# Ridgid paint



## liquidplumber (Dec 6, 2009)

Scored an old Ridgid tri-stand vise from my scrap man today  I would like to pretty it up a little. Anybody know what color red/orange paint was used on these?


----------



## PLUMBER_BILL (Oct 23, 2009)

liquidplumber said:


> Scored an old Ridgid tri-stand vise from my scrap man today  I would like to pretty it up a little. Anybody know what color red/orange paint was used on these?


I would have to say red. the same color red as a Ridgid Pipe Wrench [steel] not aluminum.

I think the legs and shelf grey or silver.


----------



## liquidplumber (Dec 6, 2009)

I know the top is red. I guess my real question is, exactly what color is Ridgid red?

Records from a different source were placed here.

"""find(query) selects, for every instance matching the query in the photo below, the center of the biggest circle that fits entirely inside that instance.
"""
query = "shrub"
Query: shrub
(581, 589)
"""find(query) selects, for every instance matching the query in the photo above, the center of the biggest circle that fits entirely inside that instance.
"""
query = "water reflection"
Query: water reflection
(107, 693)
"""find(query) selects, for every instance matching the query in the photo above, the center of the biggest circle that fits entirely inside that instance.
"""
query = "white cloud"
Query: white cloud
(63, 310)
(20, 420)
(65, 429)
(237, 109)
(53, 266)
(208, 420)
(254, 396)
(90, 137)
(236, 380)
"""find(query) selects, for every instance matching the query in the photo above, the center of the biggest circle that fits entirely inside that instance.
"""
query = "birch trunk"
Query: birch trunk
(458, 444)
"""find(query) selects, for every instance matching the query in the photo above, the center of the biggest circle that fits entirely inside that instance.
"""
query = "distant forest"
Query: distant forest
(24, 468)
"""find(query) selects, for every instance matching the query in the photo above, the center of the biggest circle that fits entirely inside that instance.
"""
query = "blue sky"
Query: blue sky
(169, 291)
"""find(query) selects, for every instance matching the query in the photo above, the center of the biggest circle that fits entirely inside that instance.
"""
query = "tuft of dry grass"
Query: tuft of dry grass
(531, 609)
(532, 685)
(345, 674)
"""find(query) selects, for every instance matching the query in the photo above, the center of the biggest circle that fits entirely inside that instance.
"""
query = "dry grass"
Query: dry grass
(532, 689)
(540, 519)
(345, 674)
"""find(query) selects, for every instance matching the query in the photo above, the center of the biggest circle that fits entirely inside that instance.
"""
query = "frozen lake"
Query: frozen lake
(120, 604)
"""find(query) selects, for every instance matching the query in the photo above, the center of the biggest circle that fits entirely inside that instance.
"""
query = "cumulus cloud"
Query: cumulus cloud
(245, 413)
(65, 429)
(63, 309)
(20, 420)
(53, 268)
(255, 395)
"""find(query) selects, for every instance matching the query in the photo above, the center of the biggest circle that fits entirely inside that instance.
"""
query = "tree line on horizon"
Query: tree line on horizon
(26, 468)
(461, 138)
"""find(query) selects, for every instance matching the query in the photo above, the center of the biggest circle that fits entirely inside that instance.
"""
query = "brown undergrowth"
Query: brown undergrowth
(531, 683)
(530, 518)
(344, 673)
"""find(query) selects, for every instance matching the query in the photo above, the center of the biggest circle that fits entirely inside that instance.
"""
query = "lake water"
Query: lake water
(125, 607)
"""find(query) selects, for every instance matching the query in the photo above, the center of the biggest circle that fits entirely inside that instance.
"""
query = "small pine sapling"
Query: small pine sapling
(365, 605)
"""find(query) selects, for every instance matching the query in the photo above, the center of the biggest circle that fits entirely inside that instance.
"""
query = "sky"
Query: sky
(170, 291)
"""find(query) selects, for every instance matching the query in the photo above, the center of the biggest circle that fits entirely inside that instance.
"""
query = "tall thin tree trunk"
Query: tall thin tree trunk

I was hoping someone had a Rustoleum (or whatever) name or # that was a match :detective:


----------



## LEAD INGOT (Jul 15, 2009)

I'd have it powder coated.


----------



## Bill (Jun 17, 2008)

I am sure if you call them they could tell you, then match the color to the one they say at any store.


----------



## RealLivePlumber (Jun 22, 2008)

I painted mine Chevy orange, with semi-flat black legs and tray. 

It looks good, and is a little different from the norm.


----------